Researchers claim that the newly designed frame can benefit the people in developing countries as well as remote regions that lack access to grid connectivity. Beth parks said that the work was targeted for the people of Uganda as 20-25% of them have no access to electricity. Since a single solar cell is sufficient to power lights and charge cell phones and appliances like radio, a frame can mean a lot to the people of Uganda.
Parks and her team have come up with an interesting experiment to increase the amount of sunlight captured by these cells. The idea for this experiment was from a design that wasn’t tested to evaluate its performance. Having known that this design wasn’t optimized for affordability to ensure commercial viability and adoption, Parks and her team used inexpensive materials to track the arc of the sun throughout the day. Although the solar PV systems provide a clean source of power, they are usually mounted and optimally inclined towards the direction of sunlight during periods of maximum sunshine.

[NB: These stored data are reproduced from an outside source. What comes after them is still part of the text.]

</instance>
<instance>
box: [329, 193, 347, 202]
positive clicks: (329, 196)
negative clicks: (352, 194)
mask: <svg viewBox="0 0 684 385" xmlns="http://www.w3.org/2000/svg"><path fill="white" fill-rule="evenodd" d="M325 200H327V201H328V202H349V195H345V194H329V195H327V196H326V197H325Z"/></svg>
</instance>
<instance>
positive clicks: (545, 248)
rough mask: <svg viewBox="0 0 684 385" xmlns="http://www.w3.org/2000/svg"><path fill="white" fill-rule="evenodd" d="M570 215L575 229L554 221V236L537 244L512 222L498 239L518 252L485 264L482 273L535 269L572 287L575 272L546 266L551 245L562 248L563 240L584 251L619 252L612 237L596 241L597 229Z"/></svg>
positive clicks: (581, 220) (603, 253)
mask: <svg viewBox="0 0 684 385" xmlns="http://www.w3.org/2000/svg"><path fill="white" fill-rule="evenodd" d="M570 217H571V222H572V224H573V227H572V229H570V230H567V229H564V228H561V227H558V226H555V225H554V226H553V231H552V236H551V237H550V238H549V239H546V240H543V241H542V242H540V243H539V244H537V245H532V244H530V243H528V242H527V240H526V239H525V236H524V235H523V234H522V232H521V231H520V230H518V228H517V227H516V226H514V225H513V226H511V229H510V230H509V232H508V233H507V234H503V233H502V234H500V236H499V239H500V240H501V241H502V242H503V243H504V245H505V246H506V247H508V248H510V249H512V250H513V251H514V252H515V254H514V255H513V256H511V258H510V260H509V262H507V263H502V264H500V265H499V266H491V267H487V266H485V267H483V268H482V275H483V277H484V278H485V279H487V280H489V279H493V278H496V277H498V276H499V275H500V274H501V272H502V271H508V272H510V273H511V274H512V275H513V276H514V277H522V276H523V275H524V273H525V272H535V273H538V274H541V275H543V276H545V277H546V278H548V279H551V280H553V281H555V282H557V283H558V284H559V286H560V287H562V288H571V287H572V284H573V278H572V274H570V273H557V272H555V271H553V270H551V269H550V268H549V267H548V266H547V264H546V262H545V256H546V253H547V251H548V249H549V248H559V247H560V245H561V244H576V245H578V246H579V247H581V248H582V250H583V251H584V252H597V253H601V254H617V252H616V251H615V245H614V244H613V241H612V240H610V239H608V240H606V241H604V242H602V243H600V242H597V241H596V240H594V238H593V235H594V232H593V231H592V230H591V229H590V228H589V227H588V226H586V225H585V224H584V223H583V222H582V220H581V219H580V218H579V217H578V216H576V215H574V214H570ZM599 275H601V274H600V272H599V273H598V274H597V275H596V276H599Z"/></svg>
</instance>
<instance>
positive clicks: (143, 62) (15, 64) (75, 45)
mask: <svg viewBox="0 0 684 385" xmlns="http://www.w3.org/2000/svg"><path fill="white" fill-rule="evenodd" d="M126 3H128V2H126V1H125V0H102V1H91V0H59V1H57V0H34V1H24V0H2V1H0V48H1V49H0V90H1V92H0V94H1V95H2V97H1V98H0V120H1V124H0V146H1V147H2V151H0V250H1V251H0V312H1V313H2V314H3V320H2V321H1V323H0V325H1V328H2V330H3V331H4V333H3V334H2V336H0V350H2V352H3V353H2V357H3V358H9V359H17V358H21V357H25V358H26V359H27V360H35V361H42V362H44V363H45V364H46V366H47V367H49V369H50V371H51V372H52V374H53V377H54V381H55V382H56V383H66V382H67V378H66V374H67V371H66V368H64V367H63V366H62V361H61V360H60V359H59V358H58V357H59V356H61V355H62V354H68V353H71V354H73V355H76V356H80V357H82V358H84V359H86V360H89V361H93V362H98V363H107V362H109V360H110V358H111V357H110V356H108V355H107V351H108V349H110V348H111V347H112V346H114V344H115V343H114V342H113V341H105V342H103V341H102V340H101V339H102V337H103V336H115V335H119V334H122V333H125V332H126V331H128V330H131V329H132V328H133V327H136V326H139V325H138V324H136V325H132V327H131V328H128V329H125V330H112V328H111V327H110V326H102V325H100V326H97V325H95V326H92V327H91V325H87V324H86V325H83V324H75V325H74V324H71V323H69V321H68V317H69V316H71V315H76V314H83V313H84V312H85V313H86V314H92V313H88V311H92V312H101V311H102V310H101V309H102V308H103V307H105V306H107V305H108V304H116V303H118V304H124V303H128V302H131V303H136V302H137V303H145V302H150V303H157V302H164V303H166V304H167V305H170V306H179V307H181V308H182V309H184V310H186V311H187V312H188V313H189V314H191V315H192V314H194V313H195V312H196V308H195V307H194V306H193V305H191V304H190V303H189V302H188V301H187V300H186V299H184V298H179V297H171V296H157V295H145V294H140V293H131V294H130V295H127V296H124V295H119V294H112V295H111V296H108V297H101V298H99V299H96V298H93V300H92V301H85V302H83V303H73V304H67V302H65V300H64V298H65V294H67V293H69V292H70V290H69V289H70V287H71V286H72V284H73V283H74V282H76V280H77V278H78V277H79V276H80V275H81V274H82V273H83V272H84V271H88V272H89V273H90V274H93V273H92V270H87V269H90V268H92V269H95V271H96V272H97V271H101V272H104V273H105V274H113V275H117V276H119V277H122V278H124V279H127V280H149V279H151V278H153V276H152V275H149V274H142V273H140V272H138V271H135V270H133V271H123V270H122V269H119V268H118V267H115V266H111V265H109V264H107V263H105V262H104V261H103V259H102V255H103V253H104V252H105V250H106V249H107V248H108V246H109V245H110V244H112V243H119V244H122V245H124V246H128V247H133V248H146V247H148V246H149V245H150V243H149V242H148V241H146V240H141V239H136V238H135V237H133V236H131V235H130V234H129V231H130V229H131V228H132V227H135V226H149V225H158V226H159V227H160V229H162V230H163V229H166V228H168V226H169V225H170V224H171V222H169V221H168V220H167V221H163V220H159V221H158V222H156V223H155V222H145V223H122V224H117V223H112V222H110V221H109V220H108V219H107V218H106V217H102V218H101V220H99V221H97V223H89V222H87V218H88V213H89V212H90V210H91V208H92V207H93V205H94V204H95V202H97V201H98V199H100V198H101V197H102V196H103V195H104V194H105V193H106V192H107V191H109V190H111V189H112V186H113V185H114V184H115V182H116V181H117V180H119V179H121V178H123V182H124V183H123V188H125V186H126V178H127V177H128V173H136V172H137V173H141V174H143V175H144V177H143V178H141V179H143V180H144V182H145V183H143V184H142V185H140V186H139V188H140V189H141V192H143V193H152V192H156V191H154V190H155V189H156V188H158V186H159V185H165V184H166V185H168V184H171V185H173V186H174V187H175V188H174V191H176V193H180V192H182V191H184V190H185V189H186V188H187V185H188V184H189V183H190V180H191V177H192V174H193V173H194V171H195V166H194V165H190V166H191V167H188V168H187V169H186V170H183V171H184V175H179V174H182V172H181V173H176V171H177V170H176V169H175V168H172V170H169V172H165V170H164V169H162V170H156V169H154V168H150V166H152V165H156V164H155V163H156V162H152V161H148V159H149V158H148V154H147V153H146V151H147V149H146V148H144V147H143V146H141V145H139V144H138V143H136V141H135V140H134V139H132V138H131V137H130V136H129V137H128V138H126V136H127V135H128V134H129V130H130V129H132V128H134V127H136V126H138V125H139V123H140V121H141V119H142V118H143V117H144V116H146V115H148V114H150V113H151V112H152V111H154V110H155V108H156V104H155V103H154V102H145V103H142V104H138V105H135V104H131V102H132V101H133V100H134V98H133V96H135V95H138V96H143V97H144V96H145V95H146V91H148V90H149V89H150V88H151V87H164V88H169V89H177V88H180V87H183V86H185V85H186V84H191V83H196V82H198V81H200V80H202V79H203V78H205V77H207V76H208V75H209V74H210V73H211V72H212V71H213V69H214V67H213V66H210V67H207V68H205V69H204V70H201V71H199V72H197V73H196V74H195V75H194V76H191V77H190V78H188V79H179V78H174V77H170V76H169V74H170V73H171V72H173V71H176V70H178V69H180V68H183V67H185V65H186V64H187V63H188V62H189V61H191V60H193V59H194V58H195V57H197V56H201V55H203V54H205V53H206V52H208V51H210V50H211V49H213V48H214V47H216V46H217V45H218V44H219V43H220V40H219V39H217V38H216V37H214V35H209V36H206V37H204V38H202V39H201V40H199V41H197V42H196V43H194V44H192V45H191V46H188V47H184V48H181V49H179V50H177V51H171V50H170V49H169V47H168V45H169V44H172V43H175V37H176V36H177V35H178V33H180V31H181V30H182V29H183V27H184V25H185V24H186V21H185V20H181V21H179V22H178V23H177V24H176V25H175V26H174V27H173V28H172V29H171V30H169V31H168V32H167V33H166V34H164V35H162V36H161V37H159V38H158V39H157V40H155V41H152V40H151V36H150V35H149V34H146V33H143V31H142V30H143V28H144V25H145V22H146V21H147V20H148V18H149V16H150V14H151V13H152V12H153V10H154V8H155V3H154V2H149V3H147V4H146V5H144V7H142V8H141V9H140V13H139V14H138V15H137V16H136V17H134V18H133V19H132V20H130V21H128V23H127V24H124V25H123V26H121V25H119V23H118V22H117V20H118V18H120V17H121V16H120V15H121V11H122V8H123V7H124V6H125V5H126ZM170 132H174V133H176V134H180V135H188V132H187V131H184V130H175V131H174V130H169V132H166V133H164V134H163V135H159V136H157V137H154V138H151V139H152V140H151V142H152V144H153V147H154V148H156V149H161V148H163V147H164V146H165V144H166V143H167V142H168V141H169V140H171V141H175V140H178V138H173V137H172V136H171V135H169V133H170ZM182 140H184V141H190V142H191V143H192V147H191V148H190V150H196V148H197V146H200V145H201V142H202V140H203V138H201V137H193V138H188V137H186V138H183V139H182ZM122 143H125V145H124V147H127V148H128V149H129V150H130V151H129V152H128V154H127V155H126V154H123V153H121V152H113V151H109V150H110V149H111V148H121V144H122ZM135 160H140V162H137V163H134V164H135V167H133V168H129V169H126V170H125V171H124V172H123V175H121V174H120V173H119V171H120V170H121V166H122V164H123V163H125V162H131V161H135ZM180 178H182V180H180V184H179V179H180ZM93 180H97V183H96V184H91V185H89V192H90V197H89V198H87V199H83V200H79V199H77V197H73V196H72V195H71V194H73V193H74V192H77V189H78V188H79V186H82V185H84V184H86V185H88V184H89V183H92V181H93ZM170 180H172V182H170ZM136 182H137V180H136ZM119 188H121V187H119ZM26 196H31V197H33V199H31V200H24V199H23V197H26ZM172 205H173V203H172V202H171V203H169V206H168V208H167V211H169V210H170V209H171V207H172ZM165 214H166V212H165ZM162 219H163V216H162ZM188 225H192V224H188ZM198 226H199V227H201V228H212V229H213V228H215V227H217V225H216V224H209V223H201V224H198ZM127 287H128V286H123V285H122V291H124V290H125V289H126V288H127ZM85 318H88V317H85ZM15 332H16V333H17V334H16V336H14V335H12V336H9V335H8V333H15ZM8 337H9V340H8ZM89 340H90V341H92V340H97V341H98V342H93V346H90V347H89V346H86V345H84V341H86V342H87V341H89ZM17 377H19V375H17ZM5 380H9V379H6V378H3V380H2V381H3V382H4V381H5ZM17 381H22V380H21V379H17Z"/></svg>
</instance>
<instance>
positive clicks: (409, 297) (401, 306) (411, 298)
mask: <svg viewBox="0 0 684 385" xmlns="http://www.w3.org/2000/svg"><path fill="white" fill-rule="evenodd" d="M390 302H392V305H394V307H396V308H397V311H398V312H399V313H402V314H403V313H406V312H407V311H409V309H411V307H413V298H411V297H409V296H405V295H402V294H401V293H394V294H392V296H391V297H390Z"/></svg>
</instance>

In the design by Parks and her team, a bucket of rocks was placed on the west side of the metal frame and a bucket of water was placed on the east side. A controlled leak from the bucket of water resulted in weight shift which in turn slowly rotated the panel from east to west throughout the period of sunshine. The performance of this design was monitored for 20 random days in Uganda. Parks and her team observed a 30% increase in the amount of sunlight captured by the movable frame.
If this design is adopted, it has the potential to make solar power more affordable to people in developing countries. The local community in Uganda can create a small industry for themselves by implementing the above design to capture solar energy.
The important takeaway from this read is that the cost of the system, the solar cell, battery, charger and frame is about 10% less than a comparable rooftop solar cell system.